Cientista iraquiano: falta pouco para bomba nuclear

Fonte: Globonews - Segunda-feira, 16/09/2002 - 16h40m


LONDRES - Um cientista nuclear iraquiano, exilado na Grã-Bretanha, acredita que Bagdá está mais próxima de construir uma bomba atômica do que se pensa. O jornal britânico The Times disse que o Dr. Khidir Hamza, descrito como um dos melhores pesquisadores nucleares do Iraque, fugiu para o Ocidente em 1994 e acredita que o Iraque tinha capacidade de fazer cópias da centrífuga alemã e usá-las para produzir uma bomba nuclear. A centrífuga alemã foi desmontada pelos inspetores de armas internacionais antes da saída deles do país em 1998, mas Hamza disse ao Times que os cientistas iraquianos tinham estudado o modelo da centrífuga e aprendido a copiá-la. - Filmamos a montagem dela, então poderíamoos fazer outras idênticas - disse Hamza.

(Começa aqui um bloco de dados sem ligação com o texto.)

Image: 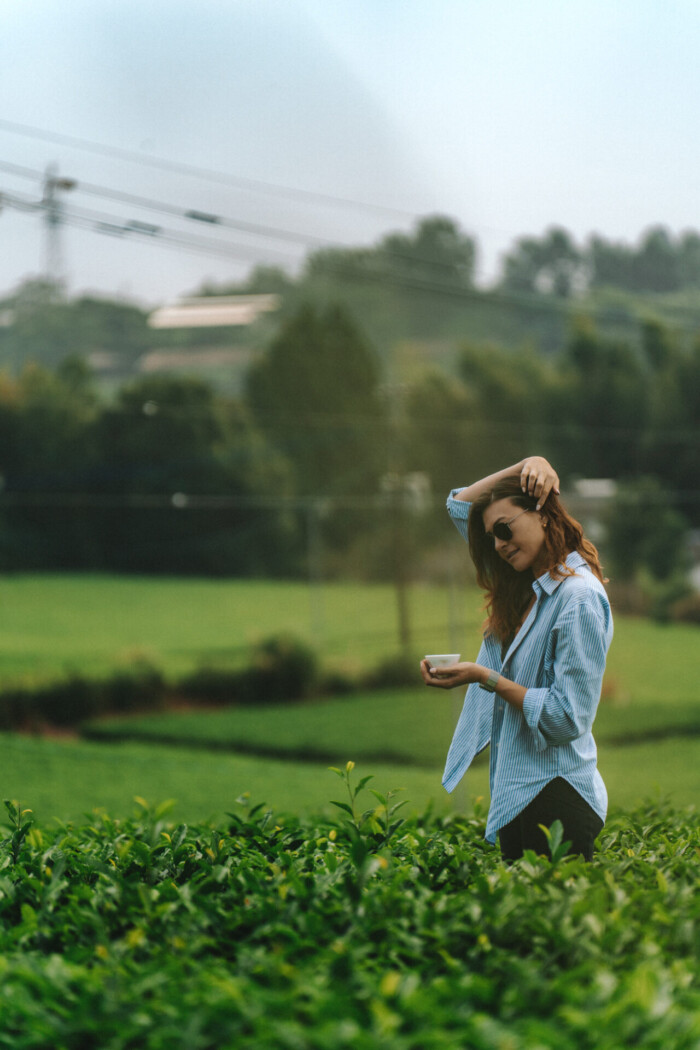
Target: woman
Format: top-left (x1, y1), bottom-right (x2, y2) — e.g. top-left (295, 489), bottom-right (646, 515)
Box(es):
top-left (421, 456), bottom-right (613, 861)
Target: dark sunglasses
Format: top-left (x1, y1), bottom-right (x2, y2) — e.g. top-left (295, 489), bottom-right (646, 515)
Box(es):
top-left (486, 508), bottom-right (530, 543)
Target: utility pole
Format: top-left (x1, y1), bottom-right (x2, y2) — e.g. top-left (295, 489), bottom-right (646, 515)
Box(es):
top-left (41, 164), bottom-right (78, 288)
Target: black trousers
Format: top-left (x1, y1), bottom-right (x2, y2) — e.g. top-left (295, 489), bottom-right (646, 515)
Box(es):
top-left (499, 777), bottom-right (602, 860)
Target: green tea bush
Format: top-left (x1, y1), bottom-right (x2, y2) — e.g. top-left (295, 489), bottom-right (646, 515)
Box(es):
top-left (0, 763), bottom-right (700, 1050)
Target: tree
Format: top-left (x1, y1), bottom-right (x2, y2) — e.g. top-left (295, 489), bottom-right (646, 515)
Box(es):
top-left (247, 305), bottom-right (383, 496)
top-left (502, 227), bottom-right (586, 298)
top-left (93, 377), bottom-right (293, 575)
top-left (550, 320), bottom-right (650, 478)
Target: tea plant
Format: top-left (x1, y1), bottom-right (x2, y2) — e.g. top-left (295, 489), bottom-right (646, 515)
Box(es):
top-left (0, 763), bottom-right (700, 1050)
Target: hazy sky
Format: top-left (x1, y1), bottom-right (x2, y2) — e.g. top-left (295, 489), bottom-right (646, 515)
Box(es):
top-left (0, 0), bottom-right (700, 303)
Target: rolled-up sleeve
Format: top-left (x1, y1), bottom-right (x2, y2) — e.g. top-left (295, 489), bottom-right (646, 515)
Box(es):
top-left (447, 486), bottom-right (471, 542)
top-left (523, 593), bottom-right (608, 751)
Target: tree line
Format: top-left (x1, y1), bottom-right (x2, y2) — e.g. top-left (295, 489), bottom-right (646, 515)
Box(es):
top-left (0, 303), bottom-right (700, 596)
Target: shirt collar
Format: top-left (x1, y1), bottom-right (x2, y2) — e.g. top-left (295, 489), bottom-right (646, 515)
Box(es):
top-left (532, 550), bottom-right (588, 594)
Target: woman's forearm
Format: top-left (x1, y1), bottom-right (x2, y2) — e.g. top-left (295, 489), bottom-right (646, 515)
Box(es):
top-left (454, 456), bottom-right (559, 509)
top-left (454, 460), bottom-right (525, 503)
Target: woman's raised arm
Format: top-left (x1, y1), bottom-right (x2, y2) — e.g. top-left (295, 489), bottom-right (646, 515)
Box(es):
top-left (454, 456), bottom-right (559, 510)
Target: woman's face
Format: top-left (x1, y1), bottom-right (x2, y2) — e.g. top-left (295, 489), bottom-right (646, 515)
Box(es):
top-left (484, 500), bottom-right (550, 579)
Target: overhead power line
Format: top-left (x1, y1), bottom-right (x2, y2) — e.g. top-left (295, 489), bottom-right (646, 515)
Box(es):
top-left (0, 120), bottom-right (418, 218)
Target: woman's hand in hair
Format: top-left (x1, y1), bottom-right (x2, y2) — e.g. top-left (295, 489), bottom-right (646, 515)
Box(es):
top-left (421, 659), bottom-right (488, 689)
top-left (521, 456), bottom-right (559, 510)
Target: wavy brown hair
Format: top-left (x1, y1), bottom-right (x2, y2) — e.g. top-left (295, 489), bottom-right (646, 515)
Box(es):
top-left (469, 477), bottom-right (604, 645)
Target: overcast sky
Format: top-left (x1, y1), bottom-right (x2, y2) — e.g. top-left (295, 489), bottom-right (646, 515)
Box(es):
top-left (0, 0), bottom-right (700, 303)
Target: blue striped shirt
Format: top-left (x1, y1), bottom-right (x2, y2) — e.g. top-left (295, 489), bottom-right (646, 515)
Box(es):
top-left (443, 489), bottom-right (613, 842)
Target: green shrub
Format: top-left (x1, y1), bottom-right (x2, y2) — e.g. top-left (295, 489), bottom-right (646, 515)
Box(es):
top-left (0, 785), bottom-right (700, 1050)
top-left (240, 634), bottom-right (319, 704)
top-left (669, 593), bottom-right (700, 624)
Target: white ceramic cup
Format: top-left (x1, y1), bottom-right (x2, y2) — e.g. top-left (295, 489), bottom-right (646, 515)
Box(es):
top-left (423, 653), bottom-right (460, 667)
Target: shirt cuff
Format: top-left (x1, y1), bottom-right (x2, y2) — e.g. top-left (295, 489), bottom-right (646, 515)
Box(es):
top-left (523, 689), bottom-right (549, 751)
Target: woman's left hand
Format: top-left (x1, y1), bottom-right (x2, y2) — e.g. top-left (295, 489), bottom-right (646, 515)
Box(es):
top-left (421, 659), bottom-right (486, 689)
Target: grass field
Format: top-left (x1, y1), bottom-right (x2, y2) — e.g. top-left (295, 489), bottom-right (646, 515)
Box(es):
top-left (0, 575), bottom-right (700, 820)
top-left (0, 734), bottom-right (700, 822)
top-left (0, 574), bottom-right (482, 688)
top-left (0, 574), bottom-right (700, 692)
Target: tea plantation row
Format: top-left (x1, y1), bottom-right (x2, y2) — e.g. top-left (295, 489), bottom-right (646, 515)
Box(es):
top-left (0, 763), bottom-right (700, 1050)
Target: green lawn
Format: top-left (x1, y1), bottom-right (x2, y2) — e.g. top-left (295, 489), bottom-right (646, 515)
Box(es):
top-left (0, 574), bottom-right (482, 688)
top-left (0, 734), bottom-right (700, 821)
top-left (0, 575), bottom-right (700, 820)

Iraque comprou urânio do Brasil por mais de uma década

BRASÍLIA - A Comissão Nacional de Energia Nuclear (Cnen), do Ministério de Ciência e Tecnologia, esclareceu há pouco que o Brasil exportou urânio para o Iraque de 1979 a 1990. A Cnen garante que a exportação foi regular e, na época, não havia qualquer restrição internacional à venda do produto para aquele país.
O Ministério de Ciência e Tecnologia deverá se posicionar sobre a reportagem do jornal britânico 'The Times'. O cientista iraquiano Khidir Hamza, que integrou o Conselho Científico do Sistema de Energia Atômica do Iraque, o país controlado por Saddam Hussein teria condições de produzir a bomba atômica em até três meses, pois teria urânio brasileiro. O jornal americano fala em contrabando de urânio do Brasil.
O Brasil vendeu ao Iraque "yellow cake" - produto que equivale ao primeiro estágio do enriquecimento do urânio. Esse material pode ser utilizado em equipamentos médicos. Até o fim do dia a Cnen deverá divulgar dados mais detalhados sobre a transação comercial entre Brasil e Iraque.